The real power of AI emerges when you create harmony between your processes and the tool. That is when the real change happens.
The Real Barriers Are Not Technical
Research underscores this. A recent study from McKinsey, "The State of AI 2025", shows that about 88% of organizations now say they use AI in at least one business function. But only 39% attribute any level of overall EBIT impact to AI.
They find that the single largest factor for profitability impact is the redesign of workflows, meaning how the organization works, not just which tools are used.

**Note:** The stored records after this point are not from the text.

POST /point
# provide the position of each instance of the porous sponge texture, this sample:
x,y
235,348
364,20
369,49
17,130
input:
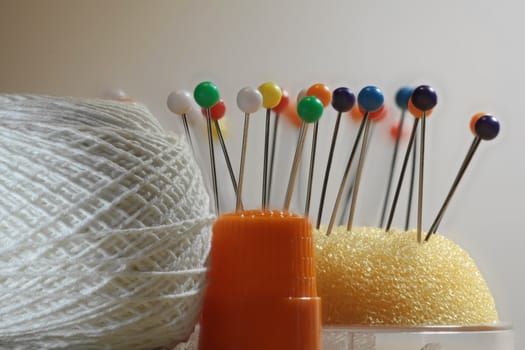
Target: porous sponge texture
x,y
370,277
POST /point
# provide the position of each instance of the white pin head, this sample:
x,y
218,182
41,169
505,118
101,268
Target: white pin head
x,y
179,102
249,100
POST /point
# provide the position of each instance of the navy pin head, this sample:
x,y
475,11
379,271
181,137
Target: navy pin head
x,y
484,127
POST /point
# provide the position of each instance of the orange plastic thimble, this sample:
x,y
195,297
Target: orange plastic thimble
x,y
261,291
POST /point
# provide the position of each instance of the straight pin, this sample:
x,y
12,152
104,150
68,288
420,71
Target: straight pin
x,y
423,99
342,101
271,94
421,180
310,109
283,104
217,111
179,102
370,101
207,95
411,186
345,178
484,127
358,173
402,97
323,93
249,101
402,174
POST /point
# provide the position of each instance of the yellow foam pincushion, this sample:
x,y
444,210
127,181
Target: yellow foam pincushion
x,y
371,277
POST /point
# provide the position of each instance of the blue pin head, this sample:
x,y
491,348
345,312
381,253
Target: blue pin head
x,y
370,98
343,99
403,96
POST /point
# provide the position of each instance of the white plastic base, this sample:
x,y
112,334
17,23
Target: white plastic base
x,y
493,337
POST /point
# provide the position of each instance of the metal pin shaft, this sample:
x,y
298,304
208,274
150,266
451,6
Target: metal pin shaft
x,y
187,130
265,164
295,166
411,186
327,170
311,171
421,182
345,178
272,157
402,175
238,205
360,164
455,184
392,168
226,156
212,161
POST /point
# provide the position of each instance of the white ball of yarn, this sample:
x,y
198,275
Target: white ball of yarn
x,y
104,227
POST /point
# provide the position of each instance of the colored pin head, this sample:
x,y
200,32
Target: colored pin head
x,y
310,109
285,100
370,98
357,113
249,100
300,95
343,99
179,102
403,96
322,92
206,94
416,112
487,127
217,111
271,94
424,98
473,121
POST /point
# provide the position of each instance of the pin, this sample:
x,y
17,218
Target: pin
x,y
323,93
300,95
370,99
207,95
411,186
484,127
271,94
216,113
283,104
342,101
179,102
357,114
310,109
420,105
424,98
402,97
249,100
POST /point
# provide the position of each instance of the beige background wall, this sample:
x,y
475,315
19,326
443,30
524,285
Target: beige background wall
x,y
471,51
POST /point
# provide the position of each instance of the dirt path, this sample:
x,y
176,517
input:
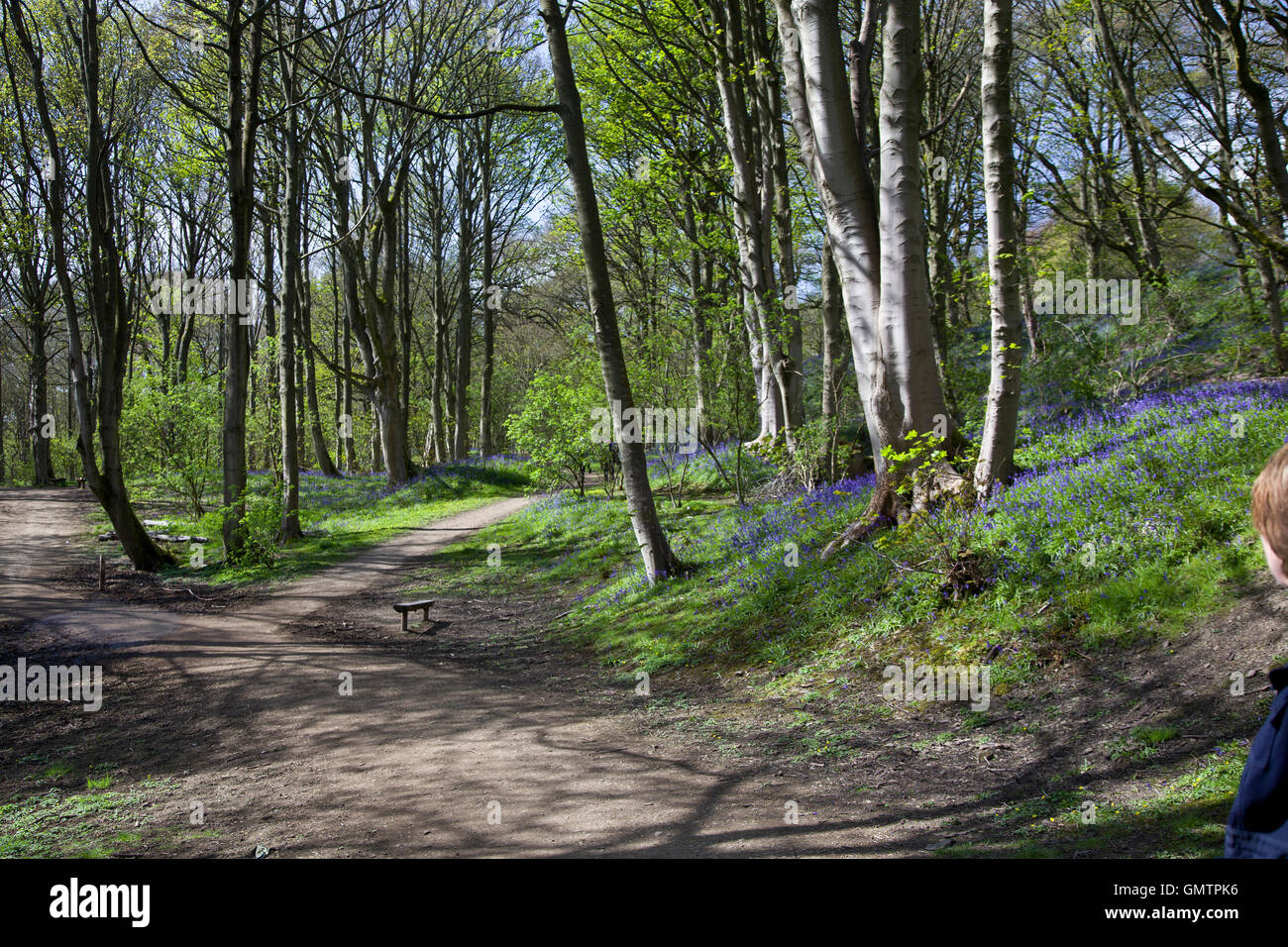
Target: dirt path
x,y
420,759
490,740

Redesigning How Work Is Done
When AI becomes integrated, it affects:
Workflow Structure: which tasks people do, which tasks the AI supports
Decision-Making Responsibility: who uses the results, who refines them, who owns the outcomes
Data and Process Infrastructure: clean sources, well-mapped processes, defined owners
Governance and Measurement: how you track value, how you manage change and risk
McKinsey shows that these types of holistic approaches say more about the return on AI than the investment in models, platforms, and tools themselves.
When the foundation is solid, even modest early AI implementations deliver meaningful results. Conversely, when the foundation is lacking, one does not achieve the full ROI.
The Way Forward
Here is a practical checklist of things to consider:
Map Your Key Processes Before: For communication, this might mean mapping how a press release goes from draft → review → approval so that the AI supports the right steps.
Clarify Roles and Responsibilities: who uses the result, who oversees, who owns the data. Specifically in PR work, this avoids confusion about who approves a pitch or finalizes messaging when the AI drafts it.
Clean and Govern Your Data: Be clear about which data the AI should work with and rely on (one source of truth) and make it accessible and quality controlled. For content teams, this might mean consistently using the same documents as a basis, so the AI works with outdated brand messages or incorrect boilerplates.
Measure and Govern: Define what success looks like and who measures it. In communication, it might mean tracking how much time AI saves in creating press releases or how it helps maintain consistency in messaging.
Align Incentives and Culture: ensure that teams understand how their work changes with AI. For communicators, this means a shift from writing everything manually to monitoring, refining, and validating AI-generated text.
💡 Conclusion: AI is not just about the model or the platform. It’s about how the organization is designed. When the foundation is in place, even relatively small AI steps become springboards for greater transformation.